Mecklenburg-Vorpommern

Dokumentationszentrum Prora: Mit 4,5 km Länge ist der Koloss von Prora heute das längste Gebäude in Europa. Das Dokumentationszentrum in Prora informiert in seiner Dauerausstellung „MachtUrlaub“ über die Baugeschichte des ehemaligen „KdF-Seebades Rügen“, das erst seit 1990 wieder frei zugänglich ist. [ab 7 Jahren]

Zwischen 1936 und 1939 entstand der fünfstöckige Bau in Prora, in dem sich heute im Querriegel von Block 3 das Dokumentationszentrum befindet.

Das Dokumentationszentrum Prora informiert umfassend über den Gebäudekomplex am Ufer der schönen Rügener Meeresbucht Prorer Wiek. Neben der Baugeschichte des „Kraft-durch-Freude-Seebads“ Prora wird in der Ausstellung die staatliche Organisation von Freizeit im Faschismus im Kontext der nationalsozialistischen Gesellschaftspolitik dargestellt, die zentral durch den Begriff der „Volksgemeinschaft“ geprägt war.

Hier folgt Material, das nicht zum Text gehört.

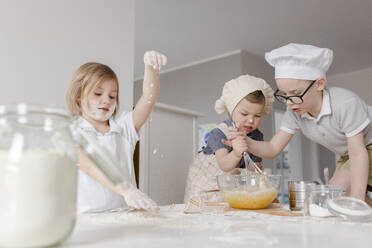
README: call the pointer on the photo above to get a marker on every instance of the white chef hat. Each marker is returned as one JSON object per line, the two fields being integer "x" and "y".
{"x": 300, "y": 61}
{"x": 236, "y": 89}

Historische Filme verdeutlichen die Hintergründe ebenso wie Audiostationen mit Interviews und anderen Tondokumenten. Der Teil der Ausstellung, der sich mit dem KdF-Seebad befasst, behandelt die Themen: Rügen im Nationalsozialismus, Idee und Planung, das Seebad in der Propaganda, Baugeschichte und Nutzung bis Kriegsende sowie die Nachkriegsgeschichte.

Der zweite Teil hat die „deutsche Volksgemeinschaft“ als ein ideologisches Konstrukt zum Thema. Hier geht es um die NS-Organisationen „Deutsche Arbeitsfront“ und „Kraft durch Freude“, ihre Propaganda und Massenkultur. Sie werden der sozialen Realität im „Dritten Reich“ gegenüber gestellt.

Daneben werden wechselnde Sonderausstellungen gezeigt. Um 11:45 Uhr finden öffentliche Führungen statt (Nebensaison Mo-Fr), ab April um 11:15 Uhr und auch um 14:00 Uhr (täglich).